Metadata-based instructions
Single-property instructions that target one aspect of delivery at a time. The examples below are starting points — feel free to experiment with your own natural language phrasing.-
Articulation: How words are shaped and delivered — add force, crispness, or deliberate rhythm.
Examples:
[say with force][articulate clearly][say with deliberate pauses][articulate clearly] Each step must be followed in order. Do not skip ahead.
-
Intonation: Controls how pitch moves through a phrase — whether it lands decisively or stays open-ended.
Examples:
[say with a falling pitch][say with a rising pitch][say with a falling pitch] That’s my final answer. I’m not changing my mind.
-
Volume: The overall amplitude of the voice, from barely audible to a full, room-filling projection.
Examples:
[very loud][very quiet][very quiet] Don’t make a sound. There’s someone right outside the door.
-
Pitch: The baseline register of the voice — lower for gravity and weight, higher for energy and presence.
Examples:
[say in a low tone][say in a high pitch][say in a high pitch] We just got the green light, the product launches tomorrow!
-
Range: How much pitch varies across the utterance — flat for monotony, expressive for warmth or playfulness.
Examples:
[say playfully][say with no pitch variation][say playfully] So anyway, I was telling her about the trip, and she just laughed the whole time.
-
Speed: The speed of delivery — faster for urgency and tension, slower for weight and clarity.
Examples:
[very fast][very slow][very fast] Run, they’re right behind us, don’t stop, keep moving!
-
Vocal style: Changes how the voice itself sounds — shifting from normal speech into a different mode like whispering or singing.
Examples:
[sing joyfully][whisper in a hushed style][give a nasal quality][sing joyfully] The sun is rising and the world feels new, everything I dreamed is finally coming true.
Non-verbals
Insert organic, human sounds at any point in the text to add realism. Supported tags:[laugh] [breathe] [clear throat] [sigh] [cough] [yawn]

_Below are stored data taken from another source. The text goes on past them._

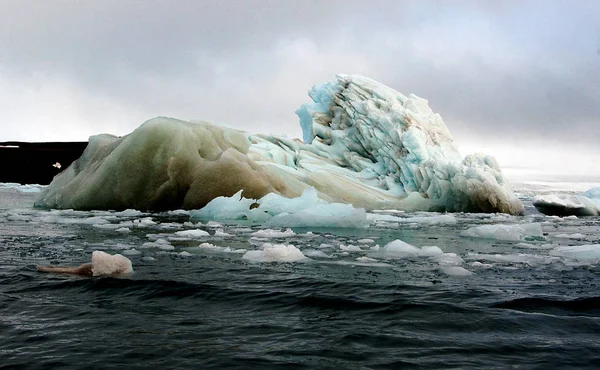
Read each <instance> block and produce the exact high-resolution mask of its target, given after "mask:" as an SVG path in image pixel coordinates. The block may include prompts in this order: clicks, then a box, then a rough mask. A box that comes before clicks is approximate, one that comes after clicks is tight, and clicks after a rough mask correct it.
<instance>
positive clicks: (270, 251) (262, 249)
mask: <svg viewBox="0 0 600 370" xmlns="http://www.w3.org/2000/svg"><path fill="white" fill-rule="evenodd" d="M242 259H246V260H249V261H255V262H297V261H302V260H305V259H306V256H305V255H304V254H303V253H302V252H301V251H300V249H298V248H296V247H295V246H293V245H291V244H289V245H284V244H269V243H265V244H264V245H263V249H262V250H254V251H248V252H246V253H245V254H244V255H243V256H242Z"/></svg>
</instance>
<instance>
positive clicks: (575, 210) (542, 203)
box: [533, 188, 600, 216]
mask: <svg viewBox="0 0 600 370" xmlns="http://www.w3.org/2000/svg"><path fill="white" fill-rule="evenodd" d="M533 205H534V206H535V208H537V210H538V211H540V212H541V213H544V214H546V215H551V216H599V215H600V188H593V189H590V190H588V191H586V192H584V193H581V194H547V195H538V196H536V197H534V198H533Z"/></svg>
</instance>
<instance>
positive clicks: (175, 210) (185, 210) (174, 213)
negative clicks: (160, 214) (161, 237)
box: [167, 209, 190, 216]
mask: <svg viewBox="0 0 600 370" xmlns="http://www.w3.org/2000/svg"><path fill="white" fill-rule="evenodd" d="M167 214H168V215H169V216H189V215H190V212H189V211H186V210H185V209H174V210H172V211H168V212H167Z"/></svg>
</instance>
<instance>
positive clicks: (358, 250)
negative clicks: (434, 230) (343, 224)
mask: <svg viewBox="0 0 600 370" xmlns="http://www.w3.org/2000/svg"><path fill="white" fill-rule="evenodd" d="M340 250H343V251H345V252H362V249H361V248H360V247H359V246H358V245H352V244H349V245H344V244H340Z"/></svg>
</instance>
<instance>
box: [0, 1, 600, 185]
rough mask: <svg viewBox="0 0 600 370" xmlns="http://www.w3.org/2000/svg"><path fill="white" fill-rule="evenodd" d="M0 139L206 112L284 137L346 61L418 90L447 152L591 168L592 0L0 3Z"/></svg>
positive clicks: (597, 122)
mask: <svg viewBox="0 0 600 370" xmlns="http://www.w3.org/2000/svg"><path fill="white" fill-rule="evenodd" d="M0 9H1V11H0V127H1V130H0V141H4V140H23V141H69V140H71V141H72V140H87V138H88V136H90V135H94V134H97V133H103V132H108V133H113V134H116V135H124V134H127V133H129V132H131V131H132V130H133V129H135V128H136V127H137V126H139V125H140V124H141V123H142V122H144V121H145V120H147V119H149V118H152V117H155V116H159V115H162V116H171V117H176V118H181V119H188V120H198V119H202V120H210V121H213V122H216V123H219V124H222V125H226V126H230V127H234V128H239V129H243V130H245V131H249V132H255V133H258V132H260V133H276V134H287V135H288V136H294V137H296V136H297V137H300V135H301V134H300V128H299V126H298V119H297V117H296V116H295V114H294V111H295V110H296V109H297V108H298V107H299V106H300V105H301V104H302V103H305V102H307V101H309V98H308V96H307V91H308V89H309V88H310V87H311V86H312V85H314V84H317V83H322V82H325V81H327V80H331V79H332V78H334V76H335V74H336V73H348V74H351V73H358V74H363V75H366V76H368V77H371V78H373V79H375V80H378V81H380V82H382V83H385V84H386V85H389V86H391V87H393V88H395V89H396V90H398V91H400V92H402V93H404V94H409V93H415V94H417V95H419V96H422V97H424V98H426V99H428V100H429V102H430V105H431V106H432V108H433V109H434V111H436V112H438V113H440V114H441V115H442V117H443V118H444V121H445V122H446V124H447V125H448V127H449V129H450V131H451V132H452V134H453V135H454V138H455V140H456V141H457V143H458V144H459V145H460V147H461V149H462V150H463V152H465V153H466V152H472V151H484V152H488V153H490V154H493V155H495V156H497V157H498V159H499V161H500V164H501V165H503V166H509V167H517V166H525V167H534V168H538V169H544V170H546V169H547V170H551V171H557V170H560V169H564V168H565V166H567V161H569V162H571V163H574V164H571V165H570V166H571V167H572V168H573V169H577V171H578V172H581V173H585V172H588V173H589V172H594V173H595V174H596V175H600V149H598V148H599V147H600V145H599V144H598V143H600V21H599V19H600V1H596V0H591V1H584V0H569V1H514V2H513V1H495V0H489V1H458V0H456V1H449V0H440V1H422V0H420V1H417V0H415V1H394V0H391V1H378V0H369V1H351V0H344V1H336V0H330V1H326V0H321V1H317V0H314V1H309V0H306V1H291V0H290V1H284V0H279V1H275V0H270V1H269V0H255V1H254V0H248V1H231V0H228V1H219V0H215V1H201V0H197V1H192V0H190V1H185V0H165V1H150V0H148V1H141V0H139V1H129V0H114V1H112V0H97V1H93V0H89V1H75V0H71V1H67V0H64V1H58V0H56V1H53V0H39V1H29V0H0Z"/></svg>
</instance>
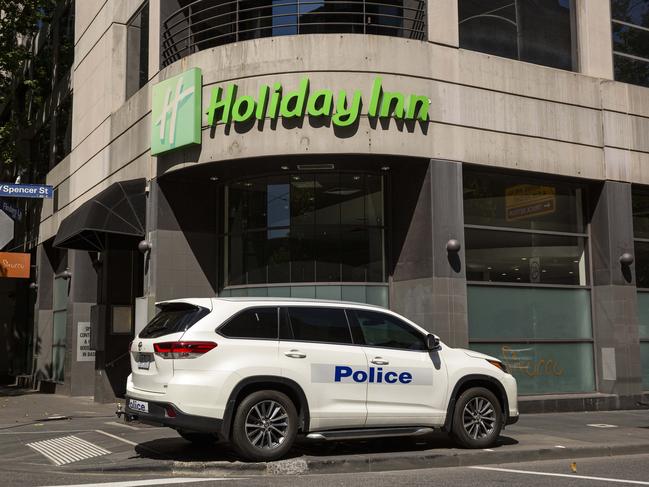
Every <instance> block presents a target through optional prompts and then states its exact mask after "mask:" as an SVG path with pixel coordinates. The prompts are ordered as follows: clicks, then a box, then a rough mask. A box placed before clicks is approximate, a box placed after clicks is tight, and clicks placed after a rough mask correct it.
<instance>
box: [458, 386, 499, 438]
mask: <svg viewBox="0 0 649 487" xmlns="http://www.w3.org/2000/svg"><path fill="white" fill-rule="evenodd" d="M502 427H503V413H502V408H501V406H500V401H499V400H498V398H497V397H496V396H495V395H494V394H493V392H491V391H489V390H488V389H485V388H483V387H473V388H471V389H467V390H466V391H464V392H463V393H462V394H461V395H460V397H459V398H458V400H457V402H456V403H455V411H454V413H453V428H452V430H451V431H452V435H453V437H454V438H455V441H457V443H459V444H460V445H461V446H463V447H464V448H488V447H490V446H492V445H493V444H494V443H495V442H496V440H497V439H498V436H499V435H500V431H501V430H502Z"/></svg>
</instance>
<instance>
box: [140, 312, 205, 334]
mask: <svg viewBox="0 0 649 487" xmlns="http://www.w3.org/2000/svg"><path fill="white" fill-rule="evenodd" d="M209 312H210V311H209V310H208V309H205V308H201V307H199V306H193V305H191V304H184V303H174V304H166V305H163V306H162V308H161V311H160V312H159V313H158V314H157V315H155V317H154V318H153V319H152V320H151V321H150V322H149V324H148V325H146V326H145V327H144V329H143V330H142V331H141V332H140V335H139V337H140V338H158V337H161V336H164V335H169V334H171V333H178V332H185V331H187V330H189V329H190V328H191V327H192V326H194V325H195V324H196V323H197V322H198V320H200V319H201V318H203V317H204V316H206V315H207V314H208V313H209Z"/></svg>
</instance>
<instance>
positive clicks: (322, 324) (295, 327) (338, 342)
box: [287, 307, 352, 343]
mask: <svg viewBox="0 0 649 487" xmlns="http://www.w3.org/2000/svg"><path fill="white" fill-rule="evenodd" d="M287 309H288V315H289V322H290V326H291V329H292V331H293V339H294V340H299V341H308V342H324V343H352V337H351V332H350V330H349V325H348V324H347V317H346V316H345V310H343V309H341V308H312V307H308V308H307V307H290V308H287Z"/></svg>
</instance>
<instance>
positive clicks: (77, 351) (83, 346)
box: [77, 321, 95, 362]
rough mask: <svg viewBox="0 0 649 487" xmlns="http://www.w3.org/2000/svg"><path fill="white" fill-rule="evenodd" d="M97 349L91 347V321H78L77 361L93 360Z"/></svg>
mask: <svg viewBox="0 0 649 487" xmlns="http://www.w3.org/2000/svg"><path fill="white" fill-rule="evenodd" d="M94 360H95V351H94V350H91V349H90V322H89V321H80V322H78V323H77V362H93V361H94Z"/></svg>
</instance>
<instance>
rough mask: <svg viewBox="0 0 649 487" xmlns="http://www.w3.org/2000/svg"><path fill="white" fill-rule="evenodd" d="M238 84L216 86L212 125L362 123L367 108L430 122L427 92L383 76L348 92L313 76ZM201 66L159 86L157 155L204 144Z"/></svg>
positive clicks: (383, 117)
mask: <svg viewBox="0 0 649 487" xmlns="http://www.w3.org/2000/svg"><path fill="white" fill-rule="evenodd" d="M238 88H239V87H238V86H237V84H236V83H230V84H228V85H226V86H225V87H221V86H217V87H213V88H212V89H211V90H210V96H209V100H207V102H208V103H207V104H206V106H205V109H204V113H205V114H206V117H207V125H208V126H213V125H217V124H219V123H222V124H230V123H246V122H250V121H253V120H263V119H265V118H269V119H277V118H278V117H282V118H283V119H292V118H302V117H304V116H309V117H326V118H330V119H331V123H332V124H333V125H334V126H336V127H348V126H351V125H354V124H355V123H357V121H358V119H359V117H360V116H361V108H362V107H364V106H367V107H368V109H367V115H368V116H369V117H371V118H375V117H380V118H389V117H393V118H395V119H399V120H413V121H414V120H418V121H421V122H426V121H428V109H429V107H430V99H429V98H428V97H427V96H423V95H416V94H410V95H407V94H404V93H402V92H399V91H393V92H390V91H385V90H384V89H383V80H382V79H381V78H380V77H376V78H375V79H374V82H373V85H372V91H371V93H369V96H367V97H366V96H365V95H364V94H363V93H362V92H361V91H360V90H354V91H353V92H352V93H348V92H347V91H346V90H339V91H338V92H334V91H333V90H330V89H323V88H321V87H314V86H312V85H311V83H310V80H309V78H308V77H305V78H302V79H301V80H300V83H299V86H297V87H296V88H294V89H291V90H285V87H284V86H283V85H282V84H281V83H272V84H262V85H261V86H260V87H259V89H258V91H257V93H256V94H255V95H251V94H241V93H239V89H238ZM201 93H202V81H201V70H200V69H199V68H192V69H189V70H187V71H185V72H184V73H182V74H179V75H177V76H174V77H173V78H169V79H167V80H165V81H162V82H161V83H158V84H157V85H155V86H154V87H153V94H152V110H151V114H152V124H153V125H152V128H151V154H152V155H159V154H164V153H165V152H169V151H171V150H174V149H179V148H182V147H187V146H189V145H194V144H200V143H201V122H202V113H201V107H202V101H201Z"/></svg>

[clear throat] If I could have everyone’s attention, please.
I told him what happened, and he just [laugh] couldn’t believe it!
Emphasis
Capitalize letters within your input text to draw attention to specific words or syllables. Fully capitalizing a word stresses the entire word, while capitalizing individual letters within a word emphasizes a specific syllable.I told you NOT to open that door.
Are you seriously asking if I want pizza? AbsoLUTEly I do.
Best practices
Use free-form descriptive instructions for maximum control. The more you describe how you want the voice to perform, the better the output. A bare tag like[sad] gives the model one dimension to work with. A fuller instruction like [say sadly with deliberate pauses in a low voice and hushed style] combines mood, rhythm, pitch, and mode — producing a more nuanced and convincing performance.
Avoid conflicting instructions. Combining opposing directions, for example [whisper in a hushed style] and [very loud] in the same tag, produces unpredictable results. Use one clear instruction per tag.
Match the instruction to the text. The content being spoken should be consistent with the delivery style. A mismatch like [say sadly] applied to This is the happiest day of my life, I just landed my dream job and fell in love! sends contradictory signals and may degrade output quality.
Use one set of instructions per input. Tags that direct delivery, such as articulation, intonation, volume, pitch, range, speed, vocal style, or free-form performance instructions, should appear once at the start. Placing them midway through the text or using multiple instructions throughout will likely produce inconsistent results. Non-verbal tags like [laugh] or [sigh] are the exception and can be inserted inline where the sound should occur.
Avoid: [say in a low tone] I can't believe this happened. [say in a high pitch] Things are looking up though!
Model compatibility. Steering is supported exclusively on inworld-tts-2. It has no effect when used with other models.
Use pause controls for longer pauses. Use pause controls if you want to add longer pauses for added emphasis.